Todo este introito para decir que, por vía de la empatía irracional con las cosas de tierra adentro, me asiste algún estúpido derecho a la hora de querer mandar a la recontraconcha de su hermana todos los discursos, posicionamientos políticos miserables y coberturas de quinta que circulan por estos días poniendo al campo en el homogéneo e incorruptible lugar de lo nobilísimo, de la curtida cultura del gringo sufrido, de la sabiduría yupanquiana y del póstumo lugar exclusivo en el que –dijo Carrió ante el cada día más fruncido Majul– la palabra vale, por gaucha. Alumbra en la Argentina otra nueva épica superficial: el campo generoso hizo todo lo que somos, de buenazo nomás y ahijuna.

“Es injusto castigar al sector que más dinero aportó a la economía”, dijo Macri hace tiempo. ¿A quién hay que cobrarle impuestos, man? ¿A los que no aportan dinero a la economía ni a sus bolsillos? “Las retenciones tienen un destino exclusivamente recaudador y fiscalista”, dicen a coro desde la Federación Agraria a la Sociedad Rural, desde la Coalición Cívica a la izquierda oxidada. ¿El criador de caballos pura sangre y dueño de quichicientas mil hectáreas Luciano Miguens no es de los que toda la vida consideraron pecado mortal la insolvencia fiscal? “Es para pagar la deuda externa”, sentencian voceros de lo gaseoso, que jamás han dicho –como en años de Alfonsín– “No al pago de la deuda externa”.
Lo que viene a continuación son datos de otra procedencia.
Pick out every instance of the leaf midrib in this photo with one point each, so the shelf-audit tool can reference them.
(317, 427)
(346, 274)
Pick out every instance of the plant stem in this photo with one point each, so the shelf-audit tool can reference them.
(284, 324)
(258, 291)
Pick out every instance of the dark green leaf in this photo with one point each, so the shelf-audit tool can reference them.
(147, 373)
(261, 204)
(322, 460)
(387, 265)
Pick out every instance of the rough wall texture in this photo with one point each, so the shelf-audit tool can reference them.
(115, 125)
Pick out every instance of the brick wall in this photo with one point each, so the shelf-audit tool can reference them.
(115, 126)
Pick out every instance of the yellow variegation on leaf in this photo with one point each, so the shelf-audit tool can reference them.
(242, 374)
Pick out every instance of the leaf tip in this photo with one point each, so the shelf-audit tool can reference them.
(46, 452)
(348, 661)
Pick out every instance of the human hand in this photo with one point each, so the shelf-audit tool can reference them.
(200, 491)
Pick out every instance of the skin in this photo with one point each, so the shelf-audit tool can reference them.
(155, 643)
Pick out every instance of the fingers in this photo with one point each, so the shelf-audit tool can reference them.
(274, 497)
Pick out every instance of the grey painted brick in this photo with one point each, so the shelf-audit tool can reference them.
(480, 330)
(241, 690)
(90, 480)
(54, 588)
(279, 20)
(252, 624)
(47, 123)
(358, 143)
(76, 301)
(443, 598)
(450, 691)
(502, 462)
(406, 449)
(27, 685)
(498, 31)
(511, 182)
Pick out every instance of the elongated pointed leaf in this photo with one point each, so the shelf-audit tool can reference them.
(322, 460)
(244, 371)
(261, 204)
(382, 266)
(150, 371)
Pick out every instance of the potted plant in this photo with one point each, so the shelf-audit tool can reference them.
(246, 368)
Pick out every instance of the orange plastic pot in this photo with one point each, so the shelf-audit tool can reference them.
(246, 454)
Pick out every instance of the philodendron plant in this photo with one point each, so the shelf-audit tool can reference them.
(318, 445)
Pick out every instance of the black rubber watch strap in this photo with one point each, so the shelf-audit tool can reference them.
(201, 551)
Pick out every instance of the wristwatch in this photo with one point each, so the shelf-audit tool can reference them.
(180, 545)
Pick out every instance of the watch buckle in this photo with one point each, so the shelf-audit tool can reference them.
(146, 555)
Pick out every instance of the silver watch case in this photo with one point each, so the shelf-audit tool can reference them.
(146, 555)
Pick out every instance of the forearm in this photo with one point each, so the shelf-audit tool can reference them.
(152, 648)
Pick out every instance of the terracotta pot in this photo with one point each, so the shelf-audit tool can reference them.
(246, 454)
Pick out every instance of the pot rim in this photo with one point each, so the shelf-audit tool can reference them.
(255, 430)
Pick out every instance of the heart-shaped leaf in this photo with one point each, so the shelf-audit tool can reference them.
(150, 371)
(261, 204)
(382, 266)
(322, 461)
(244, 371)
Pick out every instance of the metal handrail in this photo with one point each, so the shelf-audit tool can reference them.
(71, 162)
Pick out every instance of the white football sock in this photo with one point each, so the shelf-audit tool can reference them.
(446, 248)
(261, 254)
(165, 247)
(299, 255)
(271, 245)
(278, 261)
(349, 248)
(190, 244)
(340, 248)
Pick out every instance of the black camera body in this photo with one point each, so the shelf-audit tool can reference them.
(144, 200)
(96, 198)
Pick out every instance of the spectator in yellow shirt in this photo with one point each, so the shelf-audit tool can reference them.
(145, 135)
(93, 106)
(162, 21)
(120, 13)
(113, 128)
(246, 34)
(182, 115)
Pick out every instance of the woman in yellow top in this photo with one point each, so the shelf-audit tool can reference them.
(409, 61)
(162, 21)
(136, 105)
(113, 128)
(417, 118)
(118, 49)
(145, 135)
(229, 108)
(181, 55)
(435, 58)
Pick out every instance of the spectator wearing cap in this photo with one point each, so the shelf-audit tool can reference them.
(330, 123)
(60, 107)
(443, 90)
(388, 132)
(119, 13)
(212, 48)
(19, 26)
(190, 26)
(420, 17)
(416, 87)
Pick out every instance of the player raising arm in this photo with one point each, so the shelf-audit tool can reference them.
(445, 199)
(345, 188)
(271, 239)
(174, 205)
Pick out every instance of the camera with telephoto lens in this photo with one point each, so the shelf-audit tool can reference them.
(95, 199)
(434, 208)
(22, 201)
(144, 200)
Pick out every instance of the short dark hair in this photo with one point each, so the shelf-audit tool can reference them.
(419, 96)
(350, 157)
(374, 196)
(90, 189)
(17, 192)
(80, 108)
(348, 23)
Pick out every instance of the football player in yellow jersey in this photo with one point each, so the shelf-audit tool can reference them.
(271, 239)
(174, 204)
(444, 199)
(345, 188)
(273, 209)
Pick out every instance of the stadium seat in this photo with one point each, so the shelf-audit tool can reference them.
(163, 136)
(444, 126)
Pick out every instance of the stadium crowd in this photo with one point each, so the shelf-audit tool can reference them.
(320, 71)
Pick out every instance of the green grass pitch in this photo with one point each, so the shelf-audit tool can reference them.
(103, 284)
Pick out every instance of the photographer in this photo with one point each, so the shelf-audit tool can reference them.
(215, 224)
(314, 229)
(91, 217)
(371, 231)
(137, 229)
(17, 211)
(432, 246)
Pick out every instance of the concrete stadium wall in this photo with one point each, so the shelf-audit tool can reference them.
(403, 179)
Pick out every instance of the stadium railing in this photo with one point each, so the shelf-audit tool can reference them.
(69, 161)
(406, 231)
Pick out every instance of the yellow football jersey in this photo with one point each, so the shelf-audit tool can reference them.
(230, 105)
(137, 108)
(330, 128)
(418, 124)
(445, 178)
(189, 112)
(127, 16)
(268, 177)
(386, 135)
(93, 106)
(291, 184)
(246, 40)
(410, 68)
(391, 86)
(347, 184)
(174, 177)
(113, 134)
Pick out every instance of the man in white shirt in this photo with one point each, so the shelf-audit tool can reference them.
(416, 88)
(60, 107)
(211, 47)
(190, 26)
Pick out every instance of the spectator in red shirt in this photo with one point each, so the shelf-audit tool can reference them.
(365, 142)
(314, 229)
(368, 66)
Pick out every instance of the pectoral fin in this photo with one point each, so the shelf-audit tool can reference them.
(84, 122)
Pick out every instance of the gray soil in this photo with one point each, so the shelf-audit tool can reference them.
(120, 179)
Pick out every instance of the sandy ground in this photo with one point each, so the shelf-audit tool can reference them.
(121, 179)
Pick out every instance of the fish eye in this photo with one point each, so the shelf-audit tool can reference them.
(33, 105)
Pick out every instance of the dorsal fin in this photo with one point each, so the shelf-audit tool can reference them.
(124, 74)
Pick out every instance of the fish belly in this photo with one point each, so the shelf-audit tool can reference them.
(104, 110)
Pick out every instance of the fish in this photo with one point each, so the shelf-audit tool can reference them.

Y, entre tanto, cuánta acumulación al pedo de horas-hombre-movileros en las rutas. Sin que se les ocurra preguntar y dígame, paisano, cómo andan esas hectáreas, cuántas tiene y cuánto rinden, y cuánto le cuesta cuando las arrienda, cuánto recibía hace seis meses, qué ganancia tiene ahora. El amigazo De Angeli le dijo por TV al compañero D’Elía que tiene una chacra de 650 hectáreas. No queda claro si hay que sumarlas a las 800 que según Perfil le alquila a Yabito. Suponiendo un costo de arriendo de mil pesos por hectárea, hay que hacer la multiplicación y tener la guita sólo para animarse. Cierto: parece que este año la cosecha viene mal, que la seca puede joder la apuesta, que las retenciones para los pequeños y medianos son exageradas. Aun así: 800 hectáreas y las maquinarias que los De Angeli alquilan a otros productores son un capital interesante como para andar agitando fantasmas de “no queremos que nuestros hijos terminen en las villas de Buenos Aires”. O para acordarse de las villas miseria reales en lugar de las hipotéticas.

Hablando de folclore. En el secundario teníamos un compañero, el Loco Juárez, que entre otros numeritos toscos –eructos siderales, quitarse el zapato en medio de la clase, llevárselo a la oreja y decirle al profesor: “¡Teléfono!”– satirizaba la estética Tejada Gómez-Mercedes Sosa gritando a voz en cuello:

–¡Campesino! ¡Campesino! ¡¡¡Sobame el pepino!!!

El Loco es uno de los ciento y pico de desaparecidos del Nacional de Buenos Aires. No es que pretenda aquí homenajear su grito del pepino ni decir que los De Angeli –giran las cámaras en automático hacia Alfredo tras la contrapropuesta oficial, saboreando el conflicto –son Rockefeller. Se repitió mucho en estos días que Federación Agraria está haciendo de forro de los poderosos. No sé si es exactamente así. Pero sí que esta alianza contra natura –aun cuando haya sido estimulada por las pifias oficiales– ayudó a enredar la agenda de lo que se discute. No puede haber respuestas homogéneas y satisfactorias para demandas heterogéneas y enfrentadas. Por
algo un día te dicen que todo son las retenciones y al otro día que son los tamberos, la carne y los
chancheros.

Lo que quiero en esta discusión es ver los números. Muestren los números, muchachos. Los quiero ver más transparentes, en un país en el que la tragedia máxima siguen siendo todas las insufribles violencias de la desigualdad y la pobreza.